Adam Roberts in his foreword to the 2012 SF Masterworks wrote about being sixteen in 1980 when reading Riddley Walker and “the pervasive, acute anxiety that nuclear war might break out any day”. I’m a decade younger than him and I also remember that fear growing up in the eighties, only receding in the latter half of the decade. It might not be a coincidence that this novel, though started the year of my birth, 1974, was only finished and published in 1980. Roth cuts at the heart of Riddley Walker with this paragraph: nuclear war as a disaster that not just destroys society, but language itself. It reminds me of Threads, which similarly argued that the real disaster of nuclear war wasn’t just the war itself, but the destruction of human culture in its aftermath. My own fears at the time were more primeval, as in just not wanting to die in a nuclear war. It’s only later that I understood that as the true horror of a nuclear war. The threat of the destruction of not just civilisation, but of humanity smashed back to the stone age, its history lost, unable to climb back on.
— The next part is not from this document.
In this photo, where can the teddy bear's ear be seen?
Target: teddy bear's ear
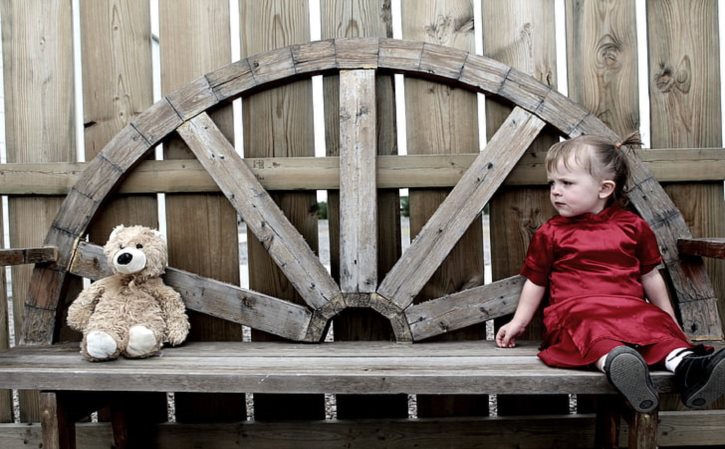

That’s the difference between Riddley Walker/Threads and most American nuclear holocaust fiction. By the eighties it was impossible to pretend here in Europe that a nuclear war could be survived, let alone won; there just isn’t any place to escape to if the bombs had started dropping. In America on the other hand, with its still massive wilderness, you could imagine surviving away from the cities, rebuilding something akin to civilisation. Whether that would’ve been true is another matter.

Translating the untranslatable

English speakers have a fascination with foreign language words that don’t translate easily into their own language, as seen in this New Yorker tweet promoting an article on “untranslatable words” describing happiness:

From “utepils” (Norwegian, “beer that is enjoyed outside, particularly on the first hot day of the year”) to “mbuki-mvuki” (Bantu, “to shed clothes to dance uninhibited”), the Positive Lexicography Project gathers untranslatable words describing happiness.

Which annoyed actual translator Jocelyne Allen greatly:

Auuugh!! Nothing is untranslatable! You translated those “untranslatable” words in this very tweet! They were translated, thus they are translatable! Can we please stop with this stuff before I have a rage aneurysm??

I get where she’s coming from, because it is lazy and dismissive to call this sort of thing untranslatable, when in the same tweet they’re perfectly able to at leasst the concepts behind them. It’s also somewhat patronising, this idea of untranslatable words, there’s always that undertone of if we didn’t invent a word to describe this concept, how important can it be. Othering even, emphasising how strange or silly these foreigners are for having a word for drinking beer outside. So I get the frustration.

On the other hand, there is a difference between having a word for something and being able to describe something. You can describe “utepils”, as that anonymous New Yorker social media person did, but do you grok it the way a Norwegian would? Clearly translating it needs more than just describing it, right, because you can’t just drop in a charmless description like that every time it comes up in your depressing Scandinavian crime thriller. So not untranslatable, but translating it does mean it loses a bit of cultural specificity.